Abortion: The Middle Ground
Back in the 1970’s, following the opening of an abortion clinic in Auckland in defiance of its illegality; abortion became a political and a divisive issue.
At the same time, a new organisation know as Sisters Overseas Service, assisted women seeking abortions with passage to Australia, where abortion had become legal in Victoria and NSW. This affected me directly when a young woman on my staff took leave to go to Sydney for an abortion. She was terrified that her father would kill her if he discovered that she was pregnant outside of wedlock. She was inconsolable and my heart went out to her.
In late 1977 the Contraception, Sterilisation and Abortion Act was passed by Parliament in an acrimonious conscience vote.

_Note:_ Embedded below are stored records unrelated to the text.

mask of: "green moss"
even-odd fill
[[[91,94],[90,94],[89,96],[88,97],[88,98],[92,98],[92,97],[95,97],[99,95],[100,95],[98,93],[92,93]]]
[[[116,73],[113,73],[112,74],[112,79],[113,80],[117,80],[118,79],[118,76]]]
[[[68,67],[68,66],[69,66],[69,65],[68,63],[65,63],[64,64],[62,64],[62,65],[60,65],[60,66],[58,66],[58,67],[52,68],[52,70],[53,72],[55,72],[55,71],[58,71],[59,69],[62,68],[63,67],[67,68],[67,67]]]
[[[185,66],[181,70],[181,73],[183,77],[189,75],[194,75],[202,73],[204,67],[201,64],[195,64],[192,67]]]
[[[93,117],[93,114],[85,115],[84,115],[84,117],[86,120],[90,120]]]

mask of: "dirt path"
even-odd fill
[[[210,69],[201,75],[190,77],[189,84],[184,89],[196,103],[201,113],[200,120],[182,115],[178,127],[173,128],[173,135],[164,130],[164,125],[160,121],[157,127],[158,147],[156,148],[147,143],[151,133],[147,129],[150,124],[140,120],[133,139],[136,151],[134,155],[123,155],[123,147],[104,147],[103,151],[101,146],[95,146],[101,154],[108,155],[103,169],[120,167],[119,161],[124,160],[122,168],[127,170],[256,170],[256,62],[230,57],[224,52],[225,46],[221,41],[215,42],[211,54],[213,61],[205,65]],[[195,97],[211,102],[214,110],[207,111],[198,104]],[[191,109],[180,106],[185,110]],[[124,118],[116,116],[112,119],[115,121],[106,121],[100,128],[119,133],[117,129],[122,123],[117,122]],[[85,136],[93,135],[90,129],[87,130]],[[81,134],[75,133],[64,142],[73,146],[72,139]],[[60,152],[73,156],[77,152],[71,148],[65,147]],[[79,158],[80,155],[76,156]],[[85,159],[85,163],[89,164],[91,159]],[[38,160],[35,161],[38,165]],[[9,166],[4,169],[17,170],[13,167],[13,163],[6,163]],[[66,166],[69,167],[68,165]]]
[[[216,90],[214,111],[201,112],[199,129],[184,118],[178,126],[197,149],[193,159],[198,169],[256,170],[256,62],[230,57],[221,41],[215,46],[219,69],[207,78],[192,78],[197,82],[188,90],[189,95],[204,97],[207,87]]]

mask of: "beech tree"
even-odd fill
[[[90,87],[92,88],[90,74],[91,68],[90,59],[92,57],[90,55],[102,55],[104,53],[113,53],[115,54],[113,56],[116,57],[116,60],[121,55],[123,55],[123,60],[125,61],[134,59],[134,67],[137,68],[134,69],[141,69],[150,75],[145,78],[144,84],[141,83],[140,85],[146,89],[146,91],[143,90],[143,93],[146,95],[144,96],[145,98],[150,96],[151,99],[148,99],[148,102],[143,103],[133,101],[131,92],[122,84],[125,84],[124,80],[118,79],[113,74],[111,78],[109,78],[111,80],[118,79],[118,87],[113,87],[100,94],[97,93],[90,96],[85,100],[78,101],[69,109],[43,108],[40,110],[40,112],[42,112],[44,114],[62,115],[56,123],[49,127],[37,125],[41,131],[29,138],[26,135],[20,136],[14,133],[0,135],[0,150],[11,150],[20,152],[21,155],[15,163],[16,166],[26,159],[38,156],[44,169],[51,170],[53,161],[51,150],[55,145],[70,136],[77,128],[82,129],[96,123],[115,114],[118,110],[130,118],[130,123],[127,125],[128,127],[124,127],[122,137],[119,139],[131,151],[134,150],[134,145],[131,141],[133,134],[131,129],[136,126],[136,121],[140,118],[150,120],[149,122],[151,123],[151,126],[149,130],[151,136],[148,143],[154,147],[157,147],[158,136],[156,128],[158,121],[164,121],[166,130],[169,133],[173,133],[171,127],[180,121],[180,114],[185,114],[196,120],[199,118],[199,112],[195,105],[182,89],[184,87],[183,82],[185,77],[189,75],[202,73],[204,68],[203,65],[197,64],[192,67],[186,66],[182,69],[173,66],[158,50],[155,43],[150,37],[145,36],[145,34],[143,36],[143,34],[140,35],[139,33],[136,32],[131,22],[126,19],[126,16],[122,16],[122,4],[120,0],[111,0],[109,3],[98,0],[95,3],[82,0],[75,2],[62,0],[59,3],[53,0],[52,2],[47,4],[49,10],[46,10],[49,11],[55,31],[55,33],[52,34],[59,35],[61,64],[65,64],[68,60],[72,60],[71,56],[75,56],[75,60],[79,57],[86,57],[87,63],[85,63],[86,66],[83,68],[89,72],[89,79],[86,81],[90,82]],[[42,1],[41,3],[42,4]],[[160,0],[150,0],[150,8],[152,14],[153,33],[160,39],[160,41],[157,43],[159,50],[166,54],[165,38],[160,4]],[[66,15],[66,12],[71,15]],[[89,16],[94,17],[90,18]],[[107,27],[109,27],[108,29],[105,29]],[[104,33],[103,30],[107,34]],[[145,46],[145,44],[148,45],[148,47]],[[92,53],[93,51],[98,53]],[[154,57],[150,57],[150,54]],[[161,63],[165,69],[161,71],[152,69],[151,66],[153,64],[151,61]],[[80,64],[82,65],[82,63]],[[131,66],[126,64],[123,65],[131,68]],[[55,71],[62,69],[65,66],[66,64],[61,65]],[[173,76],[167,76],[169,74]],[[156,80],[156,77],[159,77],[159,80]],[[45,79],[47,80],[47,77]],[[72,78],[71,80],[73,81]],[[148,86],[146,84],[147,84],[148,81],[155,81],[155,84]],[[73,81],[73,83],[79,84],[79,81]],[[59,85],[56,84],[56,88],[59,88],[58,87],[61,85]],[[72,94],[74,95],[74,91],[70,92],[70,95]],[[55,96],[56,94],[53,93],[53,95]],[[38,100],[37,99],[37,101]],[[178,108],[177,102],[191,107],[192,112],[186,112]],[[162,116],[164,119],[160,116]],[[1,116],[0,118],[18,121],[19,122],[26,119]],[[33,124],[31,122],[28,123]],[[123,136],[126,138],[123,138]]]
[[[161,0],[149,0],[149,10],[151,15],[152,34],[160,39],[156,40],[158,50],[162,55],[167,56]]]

Like everyone else I had to decide which side of the fence I was on. After much thought and prayer I came to the firm conviction that the ending of an innocent life by abortion is wrong. That puts me in the pro-life camp.
However if you were to ask me what I think about a woman who has decided to abort her baby, I would tell you that I have compassion for her. I wonder whether anyone cares for her or whether she is doing this because she feels she has no other option. Where is the father? Although the pregnancy results from the action of the two, not infrequently, it all becomes her fault and she is told to “get rid of it”. It is sometimes said that “she went and got herself pregnant”. Talk about sexist!
Against that background it troubles me deeply when I hear that a young women’s baby has been aborted without her being given detailed information about the procedure, its consequences and the alternatives. That needs to change.
Some 28 years ago in 1988, the Cartwright Inquiry introduced the requirement that the Informed Consent of a patient must be freely obtained prior to any and all surgery, but abortion is the one exception since it is not included in the 1977 Act, because at that time no one had heard of it! However it is inexcusable that in the 28 years since the Cartwright Inquiry Parliament has never bothered to update the Act to include informed consent. That could so easily have done so by a simple amendment.
Such amendments have been made to abortion laws in Germany, France, Belgium, Uruguay and no less than 38 States in the USA. We should follow suit.
A yet more serious issue is coercion. There are now thousands of post-abortion women in New Zealand many of whom seek counselling. I am advised by the women who provide that counselling, that many of those women were coerced into aborting their babies. The stories are varied. The pressure to abort can come from the father of the baby (including husbands), family members, and peers or even work mates.
This also needs to come to an end as has happened in the jurisdictions mentioned above, where the woman’s own doctor is now required to verify that she has made the decision to abort of her own free will.
A poll taken by Curia Market Research in March 2011 recorded 64% support for the question: “Would you support a law change that would require a woman considering an abortion to first see a doctor, who is not an abortion provider, to be informed of the medical risks and alternatives to abortion?”
With that level of support Parliament should make the necessary law changes. It is the humane thing to do, since it places the woman with child at the centre of the process, recognises her autonomy, and ensures that whatever choice she makes is both informed and free of coercion.
It cuts across the pro-life and pro-choice dichotomy to the middle ground of compassion and love. Let’s ensure that this happens after this year’s elections; the 40th anniversary of the present Act.